75.03 Safety Risks during OR to ICU Handoffs: Application of Failure Mode and Effects Analysis

L. M. McElroy1,2, R. Khorzad1,2, M. M. Abecassis2, J. L. Holl1,2, D. P. Ladner1,2  1Northwestern University,Center For Healthcare Studies And Center For Education In Health Sciences, Institute For Public Health And Medicine,Chicago, IL, USA 2Northwestern University,Northwestern University Transplant Outcomes Research Collaborative, Comprehensive Transplant Center,Chicago, IL, USA

Introduction: The Joint Commission has reported that up to 70% of intra-hospital transfers result in patient harm, and communication breakdowns are at the root of over 60% of sentinel events. The postoperative patient handoff has been identified as a significant source of medical error, and handoffs to the intensive care unit (ICU) have unique challenges that result in higher rates of patient harm. The goal of this study was to identify patient safety risks during the operating room (OR) to ICU handoff using failure mode and effects analysis (FMEA), a prospective method of risk assessment adapted from other high risk industries. Although FMEA is being increasingly used in healthcare for risk assessment, it has not previously been applied to the patient handoff. 

Methods:  We performed an FMEA of the OR to ICU handoff of deceased donor liver transplant recipients at a tertiary academic hospital. Using in-person observations and descriptions of the handoff process from a multidisciplinary group of clinicians (transplant surgeons and fellows, anesthesiologists and residents, surgical intensivists, surgical residents, and OR and ICU nurses), a comprehensive map of the process was created. For each step in the process, failures were identified along with frequency of occurrence, causes, potential effects and safeguards. A risk priority number (RPN) was calculated for each failure (Frequency x Potential effect x Safeguard; range 1-least risk to 1000-most risk). 
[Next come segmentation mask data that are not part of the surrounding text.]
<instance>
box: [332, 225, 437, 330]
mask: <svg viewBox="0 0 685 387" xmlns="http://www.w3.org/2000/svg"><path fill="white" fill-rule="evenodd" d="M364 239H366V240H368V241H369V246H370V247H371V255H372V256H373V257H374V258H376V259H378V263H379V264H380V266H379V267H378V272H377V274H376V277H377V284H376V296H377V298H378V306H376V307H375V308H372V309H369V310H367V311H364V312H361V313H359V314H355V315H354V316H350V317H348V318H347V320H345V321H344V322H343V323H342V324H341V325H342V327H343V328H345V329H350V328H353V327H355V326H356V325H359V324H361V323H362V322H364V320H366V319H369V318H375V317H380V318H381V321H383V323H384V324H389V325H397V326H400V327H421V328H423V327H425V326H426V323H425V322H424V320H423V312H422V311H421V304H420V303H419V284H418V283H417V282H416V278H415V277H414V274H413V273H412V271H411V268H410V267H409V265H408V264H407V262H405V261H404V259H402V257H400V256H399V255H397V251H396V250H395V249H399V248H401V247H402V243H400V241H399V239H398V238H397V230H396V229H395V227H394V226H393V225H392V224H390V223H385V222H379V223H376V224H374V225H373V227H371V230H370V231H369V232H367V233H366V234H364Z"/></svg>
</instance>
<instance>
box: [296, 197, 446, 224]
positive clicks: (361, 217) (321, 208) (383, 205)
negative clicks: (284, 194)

Results: The FMEA identified 37 individual steps in the OR to ICU handoff process. In total, 81 process failures were identified, 23 of which were determined to be high-risk and 36 of which relied on weak safeguards such as informal human verification. Process failures with the highest risk of harm were lack of preliminary OR to ICU communication (RPN 504), team member absence during handoff communication (RPN 480), transport equipment malfunction (RPN 448), and errors in postoperative electronic order sets (RPN 432).
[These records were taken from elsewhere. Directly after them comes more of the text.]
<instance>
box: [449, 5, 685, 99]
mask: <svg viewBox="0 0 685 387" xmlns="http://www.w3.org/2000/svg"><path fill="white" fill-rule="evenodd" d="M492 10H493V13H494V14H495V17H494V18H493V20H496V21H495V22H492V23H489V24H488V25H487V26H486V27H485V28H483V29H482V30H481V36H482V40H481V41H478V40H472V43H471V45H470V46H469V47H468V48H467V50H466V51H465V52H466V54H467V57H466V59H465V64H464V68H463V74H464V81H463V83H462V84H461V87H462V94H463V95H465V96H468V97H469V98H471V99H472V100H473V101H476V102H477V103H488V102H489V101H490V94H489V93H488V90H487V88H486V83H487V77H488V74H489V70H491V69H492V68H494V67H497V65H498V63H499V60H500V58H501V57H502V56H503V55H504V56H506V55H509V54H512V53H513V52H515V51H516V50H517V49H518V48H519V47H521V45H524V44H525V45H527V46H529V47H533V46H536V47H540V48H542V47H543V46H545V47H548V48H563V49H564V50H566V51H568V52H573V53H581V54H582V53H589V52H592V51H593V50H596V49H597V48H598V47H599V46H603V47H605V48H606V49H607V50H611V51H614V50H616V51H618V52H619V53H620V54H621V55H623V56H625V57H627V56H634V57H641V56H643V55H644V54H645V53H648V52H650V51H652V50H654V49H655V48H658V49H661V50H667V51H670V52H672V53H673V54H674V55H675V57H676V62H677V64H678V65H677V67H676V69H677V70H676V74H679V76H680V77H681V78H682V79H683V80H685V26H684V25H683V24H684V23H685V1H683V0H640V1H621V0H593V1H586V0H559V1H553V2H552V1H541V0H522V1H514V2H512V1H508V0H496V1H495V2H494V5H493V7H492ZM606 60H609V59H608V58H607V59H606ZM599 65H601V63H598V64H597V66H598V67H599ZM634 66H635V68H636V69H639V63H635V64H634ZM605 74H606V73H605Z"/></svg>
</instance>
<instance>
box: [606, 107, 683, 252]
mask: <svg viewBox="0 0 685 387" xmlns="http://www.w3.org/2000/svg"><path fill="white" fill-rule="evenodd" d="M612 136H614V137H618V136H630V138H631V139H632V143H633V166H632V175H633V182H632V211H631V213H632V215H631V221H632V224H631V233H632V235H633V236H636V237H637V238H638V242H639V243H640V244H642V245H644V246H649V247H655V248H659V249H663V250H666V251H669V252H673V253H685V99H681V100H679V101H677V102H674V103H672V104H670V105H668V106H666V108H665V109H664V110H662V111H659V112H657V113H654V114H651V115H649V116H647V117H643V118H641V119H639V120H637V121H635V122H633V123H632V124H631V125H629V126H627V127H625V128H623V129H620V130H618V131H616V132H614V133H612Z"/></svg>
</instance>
Conclusion: Based on the analysis, recommendations were made to reduce potential for patient harm during OR to ICU handoffs. These included automated transfer of OR data to ICU clinicians, enhanced ICU team member notification processes and revision of the postoperative order sets. The FMEA revealed steps in the OR to ICU handoff that are high risk for patient harm and are currently being targeted for process improvement.